As will be clear from the above description, "dieseling" is effectively stopped, according to the invention, by recirculating exhaust gas due to the rotation of the engine after the ignition switch is opened. Therefore, dieseling, which is caused by fuel issued from both the primary and secondary low speed fuel passageway can be effectively prevented according to the invention.

Claims

1. An exhaust gas recirculation apparatus for an internal combustion engine, comprising:

an exhaust system and an intake system connected with said engine, said intake system including an intake passage with a throttle valve mounted therein;

pipe means connecting said exhaust system with said intake system;

a vacuum operated flow control valve arranged on said pipe means and having a vacuum operating chamber which is normally connected to a first vacuum port formed in said intake passage at a position located slightly upstream of said throttle valve when closed in its idle position, said vacuum operated valve being opened by a vacuum signal transmitted to said chamber from said first vacuum port when the throttle valve is, during the operation of the engine, opened from said idle position so that the port is located downstream of said throttle valve, thereby causing a part of the gas from the exhaust system to be recirculated to the intake system via said pipe means; and,

switching valve means for disconnecting the connection of said vacuum operating chamber with said first port, and for connecting said vacuum operating chamber with a second vacuum port formed in said intake passage at a position located downstream of said throttle valve in its idle position when the operation of the engine is stopped, the connection of said vacuum operating chamber with said second vacuum port allowing the opening of said valve in response to a vacuum signal which is formed in the intake system when engine "dieseling" takes place thereby causing the exhaust gas in the exhaust system due to the "dieseling" to be recirculated to the intake system via said pipe means.

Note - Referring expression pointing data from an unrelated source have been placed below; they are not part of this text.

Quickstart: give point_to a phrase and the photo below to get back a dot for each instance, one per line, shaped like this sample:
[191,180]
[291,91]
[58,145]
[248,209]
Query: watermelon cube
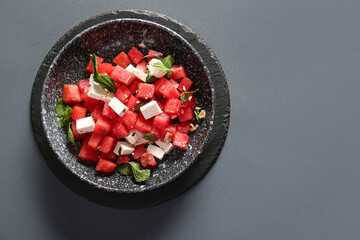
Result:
[177,72]
[129,118]
[181,140]
[123,159]
[173,106]
[105,166]
[122,75]
[161,121]
[78,112]
[77,136]
[142,66]
[102,126]
[120,130]
[108,112]
[143,125]
[168,90]
[122,93]
[95,140]
[186,114]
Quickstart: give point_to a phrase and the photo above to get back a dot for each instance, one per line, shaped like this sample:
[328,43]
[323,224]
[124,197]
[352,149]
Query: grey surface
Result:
[290,168]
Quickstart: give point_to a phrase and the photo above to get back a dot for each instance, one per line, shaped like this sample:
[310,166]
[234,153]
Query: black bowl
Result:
[107,35]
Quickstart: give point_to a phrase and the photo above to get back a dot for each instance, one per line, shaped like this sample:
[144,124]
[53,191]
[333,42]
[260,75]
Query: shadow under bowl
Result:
[107,35]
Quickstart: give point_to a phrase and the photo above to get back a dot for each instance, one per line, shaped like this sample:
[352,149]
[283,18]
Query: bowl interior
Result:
[107,40]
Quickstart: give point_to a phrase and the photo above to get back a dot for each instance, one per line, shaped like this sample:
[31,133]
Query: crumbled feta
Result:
[97,92]
[142,45]
[134,136]
[126,148]
[174,83]
[150,109]
[167,147]
[154,71]
[141,141]
[137,72]
[85,125]
[118,106]
[155,151]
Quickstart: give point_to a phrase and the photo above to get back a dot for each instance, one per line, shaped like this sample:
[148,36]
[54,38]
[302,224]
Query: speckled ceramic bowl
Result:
[107,35]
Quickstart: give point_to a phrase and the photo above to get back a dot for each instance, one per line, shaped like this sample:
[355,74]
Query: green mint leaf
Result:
[149,136]
[67,113]
[120,151]
[161,67]
[70,134]
[168,61]
[150,79]
[184,97]
[139,173]
[125,169]
[167,75]
[197,118]
[60,108]
[139,106]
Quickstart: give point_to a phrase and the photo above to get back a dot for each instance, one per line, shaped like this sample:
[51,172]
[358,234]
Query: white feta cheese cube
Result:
[154,71]
[141,141]
[174,83]
[134,136]
[118,106]
[85,125]
[92,81]
[156,151]
[150,109]
[108,97]
[137,72]
[126,148]
[97,92]
[167,147]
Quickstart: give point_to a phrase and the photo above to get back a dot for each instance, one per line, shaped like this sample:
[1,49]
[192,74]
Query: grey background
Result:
[290,167]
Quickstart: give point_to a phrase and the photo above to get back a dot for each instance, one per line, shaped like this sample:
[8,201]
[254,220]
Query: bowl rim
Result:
[202,162]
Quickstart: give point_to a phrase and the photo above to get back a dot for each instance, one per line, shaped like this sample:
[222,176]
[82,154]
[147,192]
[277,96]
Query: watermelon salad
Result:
[129,113]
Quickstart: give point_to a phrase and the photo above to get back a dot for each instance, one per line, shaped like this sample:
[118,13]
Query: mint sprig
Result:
[165,64]
[135,169]
[105,81]
[64,113]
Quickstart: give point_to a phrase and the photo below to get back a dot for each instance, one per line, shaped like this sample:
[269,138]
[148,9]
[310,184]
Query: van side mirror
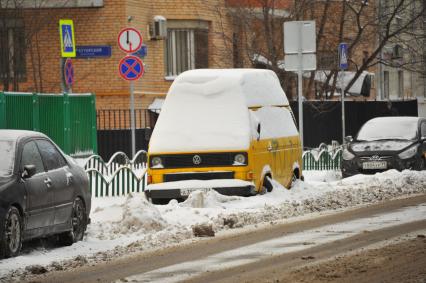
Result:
[348,139]
[29,171]
[258,131]
[148,133]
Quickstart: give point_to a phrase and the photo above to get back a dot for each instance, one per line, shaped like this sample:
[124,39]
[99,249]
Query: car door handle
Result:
[69,178]
[48,182]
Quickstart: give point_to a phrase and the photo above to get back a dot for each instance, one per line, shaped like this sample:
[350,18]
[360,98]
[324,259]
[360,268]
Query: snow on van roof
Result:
[259,87]
[207,109]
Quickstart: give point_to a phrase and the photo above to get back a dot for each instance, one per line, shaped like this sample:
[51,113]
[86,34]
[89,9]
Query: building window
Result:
[186,48]
[12,51]
[386,84]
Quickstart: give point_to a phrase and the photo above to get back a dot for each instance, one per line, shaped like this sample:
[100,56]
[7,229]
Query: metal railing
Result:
[114,119]
[323,158]
[121,176]
[117,177]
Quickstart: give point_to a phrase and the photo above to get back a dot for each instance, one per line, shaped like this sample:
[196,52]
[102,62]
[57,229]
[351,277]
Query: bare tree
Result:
[366,28]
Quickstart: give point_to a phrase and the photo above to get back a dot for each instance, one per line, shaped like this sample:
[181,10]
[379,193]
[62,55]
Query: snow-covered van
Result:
[229,130]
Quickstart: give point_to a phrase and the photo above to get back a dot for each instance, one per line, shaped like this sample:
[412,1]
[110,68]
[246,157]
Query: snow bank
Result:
[133,216]
[121,226]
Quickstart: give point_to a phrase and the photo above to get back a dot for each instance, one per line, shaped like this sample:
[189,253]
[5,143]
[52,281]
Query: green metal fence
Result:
[68,119]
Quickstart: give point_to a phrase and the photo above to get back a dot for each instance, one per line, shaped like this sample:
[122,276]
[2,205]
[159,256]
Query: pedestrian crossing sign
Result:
[66,30]
[343,56]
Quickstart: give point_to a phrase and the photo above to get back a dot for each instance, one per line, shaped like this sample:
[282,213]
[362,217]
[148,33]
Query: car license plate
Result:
[374,165]
[187,192]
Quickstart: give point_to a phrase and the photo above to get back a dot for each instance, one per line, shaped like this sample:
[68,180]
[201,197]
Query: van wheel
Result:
[11,240]
[266,185]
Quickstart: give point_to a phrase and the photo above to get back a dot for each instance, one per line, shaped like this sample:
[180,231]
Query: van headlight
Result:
[347,155]
[156,162]
[408,153]
[240,159]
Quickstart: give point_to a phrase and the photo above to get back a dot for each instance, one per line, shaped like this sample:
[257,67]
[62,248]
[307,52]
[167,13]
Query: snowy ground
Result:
[124,225]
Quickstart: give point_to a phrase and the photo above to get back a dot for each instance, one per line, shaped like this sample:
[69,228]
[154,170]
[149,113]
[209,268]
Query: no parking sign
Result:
[131,68]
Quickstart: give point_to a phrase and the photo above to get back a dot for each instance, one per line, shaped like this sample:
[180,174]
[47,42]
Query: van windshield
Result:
[7,153]
[202,115]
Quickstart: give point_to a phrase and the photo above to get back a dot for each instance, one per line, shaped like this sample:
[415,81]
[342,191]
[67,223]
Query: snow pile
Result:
[211,199]
[134,216]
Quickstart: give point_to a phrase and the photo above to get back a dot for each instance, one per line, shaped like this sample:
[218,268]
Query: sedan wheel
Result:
[11,240]
[79,224]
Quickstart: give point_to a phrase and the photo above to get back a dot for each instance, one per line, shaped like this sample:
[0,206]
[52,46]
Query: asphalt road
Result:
[273,254]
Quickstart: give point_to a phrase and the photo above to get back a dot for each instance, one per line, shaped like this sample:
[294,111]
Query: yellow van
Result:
[229,130]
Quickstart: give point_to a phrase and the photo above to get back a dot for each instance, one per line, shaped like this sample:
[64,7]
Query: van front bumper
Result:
[181,190]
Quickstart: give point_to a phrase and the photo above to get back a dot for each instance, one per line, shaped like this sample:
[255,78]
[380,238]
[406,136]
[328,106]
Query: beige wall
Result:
[100,26]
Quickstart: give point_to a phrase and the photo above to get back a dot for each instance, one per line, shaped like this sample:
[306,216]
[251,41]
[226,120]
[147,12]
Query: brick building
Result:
[195,40]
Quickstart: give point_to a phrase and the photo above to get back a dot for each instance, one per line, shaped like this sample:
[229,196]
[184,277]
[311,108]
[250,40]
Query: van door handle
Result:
[48,182]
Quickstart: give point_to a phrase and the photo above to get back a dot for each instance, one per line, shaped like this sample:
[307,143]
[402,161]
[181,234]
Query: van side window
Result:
[276,122]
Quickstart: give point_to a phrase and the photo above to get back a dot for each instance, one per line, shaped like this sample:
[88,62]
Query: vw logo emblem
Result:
[196,160]
[375,157]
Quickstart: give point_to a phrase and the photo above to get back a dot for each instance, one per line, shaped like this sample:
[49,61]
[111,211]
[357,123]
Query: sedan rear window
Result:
[389,128]
[7,155]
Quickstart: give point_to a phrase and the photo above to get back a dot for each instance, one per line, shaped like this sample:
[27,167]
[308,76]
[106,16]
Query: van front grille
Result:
[198,160]
[198,176]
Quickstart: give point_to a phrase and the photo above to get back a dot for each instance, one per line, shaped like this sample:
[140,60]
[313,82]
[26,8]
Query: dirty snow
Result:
[124,225]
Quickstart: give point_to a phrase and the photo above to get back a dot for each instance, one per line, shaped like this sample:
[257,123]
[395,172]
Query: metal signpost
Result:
[68,50]
[131,68]
[300,48]
[343,65]
[94,51]
[69,74]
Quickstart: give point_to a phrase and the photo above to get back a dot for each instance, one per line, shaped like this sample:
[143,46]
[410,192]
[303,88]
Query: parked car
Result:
[386,143]
[43,192]
[229,130]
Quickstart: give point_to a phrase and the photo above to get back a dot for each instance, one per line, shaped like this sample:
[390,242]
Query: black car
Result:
[43,192]
[386,143]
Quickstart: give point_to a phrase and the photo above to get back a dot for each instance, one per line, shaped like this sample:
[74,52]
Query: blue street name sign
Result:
[343,56]
[93,51]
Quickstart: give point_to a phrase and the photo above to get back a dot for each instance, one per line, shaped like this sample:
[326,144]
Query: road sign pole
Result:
[132,117]
[343,65]
[342,88]
[300,85]
[62,76]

2. An exhaust gas recirculation apparatus as in claim 1 further comprising a battery and an ignition switch which controls the on-off operation of said engine, and wherein said switching valve means comprises an electromagnetic switching valve operated by said battery when said ignition switch is in an on position to couple said first vacuum port with said vacuum chamber,

said electromagnetic switching valve being disconnected from said battery when said ignition switch is in an off position to couple said vacuum port with said vacuum chamber.